A este volumen se añade un segundo canal que amplía de forma sustancial el acceso a la ciudadanía. La Ley de Memoria Democrática ha abierto una vía específica para descendientes de españoles exiliados, gestionada principalmente a través de consulados. El Gobierno sitúa en 400.000 las nacionalidades concedidas por este mecanismo hasta finales de 2025. Se trata de un proceso en curso, con un elevado número de solicitudes -más de 2,3 millones-, diferente al de la nacionalidad por residencia.

El marco migratorio refuerza esta tendencia. La regularización extraordinaria prevista por el Gobierno podría afectar hasta 700.000 personas, que obtendrían autorización de residencia. Este paso es determinante, ya que la residencia legal constituye el requisito previo para solicitar la nacionalidad por esta vía. Si se mantienen los plazos reducidos para determinados colectivos, una parte relevante de ese contingente podrá acceder al procedimiento en un plazo relativamente corto, lo que anticipa un nuevo aumento de las solicitudes.

Otras vías para obtener la nacionalidad

Existen además otras vías de acceso a la nacionalidad, aunque con un peso mucho menor en términos cuantitativos. La nacionalidad por opción beneficia a hijos de españoles o personas bajo su patria potestad. La carta de naturaleza permite concesiones discrecionales en supuestos excepcionales. También existe la adquisición por posesión de estado, de carácter residual. Ninguna de estas modalidades altera el volumen global del sistema, pero completan el marco jurídico del acceso a la ciudadanía.

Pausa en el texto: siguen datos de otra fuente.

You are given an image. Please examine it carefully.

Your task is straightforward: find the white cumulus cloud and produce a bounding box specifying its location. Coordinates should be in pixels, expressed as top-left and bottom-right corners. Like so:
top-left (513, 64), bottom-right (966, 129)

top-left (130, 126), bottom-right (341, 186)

En paralelo, el acceso a la residencia legal —requisito previo para la nacionalidad por residencia— se ha mantenido en niveles elevados en los últimos años. Instrumentos como la golden visa, basada en inversión, han tenido un impacto limitado en volumen, pero muestran otras vías para obtener residencia y nacionalidad.

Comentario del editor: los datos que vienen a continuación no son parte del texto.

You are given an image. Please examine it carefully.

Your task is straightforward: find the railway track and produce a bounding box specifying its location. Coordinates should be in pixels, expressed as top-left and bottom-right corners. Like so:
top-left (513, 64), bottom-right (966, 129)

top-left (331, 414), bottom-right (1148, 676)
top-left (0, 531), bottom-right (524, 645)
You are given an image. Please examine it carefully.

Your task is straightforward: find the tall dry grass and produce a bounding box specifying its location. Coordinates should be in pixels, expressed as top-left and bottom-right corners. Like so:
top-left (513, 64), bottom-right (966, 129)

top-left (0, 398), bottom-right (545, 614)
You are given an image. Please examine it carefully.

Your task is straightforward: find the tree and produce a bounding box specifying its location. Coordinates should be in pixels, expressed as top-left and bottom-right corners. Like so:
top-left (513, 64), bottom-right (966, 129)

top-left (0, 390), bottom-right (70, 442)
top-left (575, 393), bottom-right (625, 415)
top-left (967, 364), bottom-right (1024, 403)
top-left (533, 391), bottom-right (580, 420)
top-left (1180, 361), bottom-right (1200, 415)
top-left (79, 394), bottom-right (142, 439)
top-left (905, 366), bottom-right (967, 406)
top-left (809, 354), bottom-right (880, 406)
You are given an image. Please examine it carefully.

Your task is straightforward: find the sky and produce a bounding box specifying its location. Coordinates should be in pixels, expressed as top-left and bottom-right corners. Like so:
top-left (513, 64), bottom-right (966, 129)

La evolución desde 2018 confirma un cambio estructural en la política de nacionalidad en España. La combinación de altos niveles de entrada, plazos reducidos para determinados colectivos y la apertura de nuevas vías extraordinarias ha situado el proceso en una dimensión sostenida y creciente. Las 1,7 millones de nacionalidades concedidas desde que Pedro Sánchez llegó a La Moncloa reflejan un aumento sostenido del ritmo de concesiones, que se mantiene en niveles récord en los últimos ejercicios.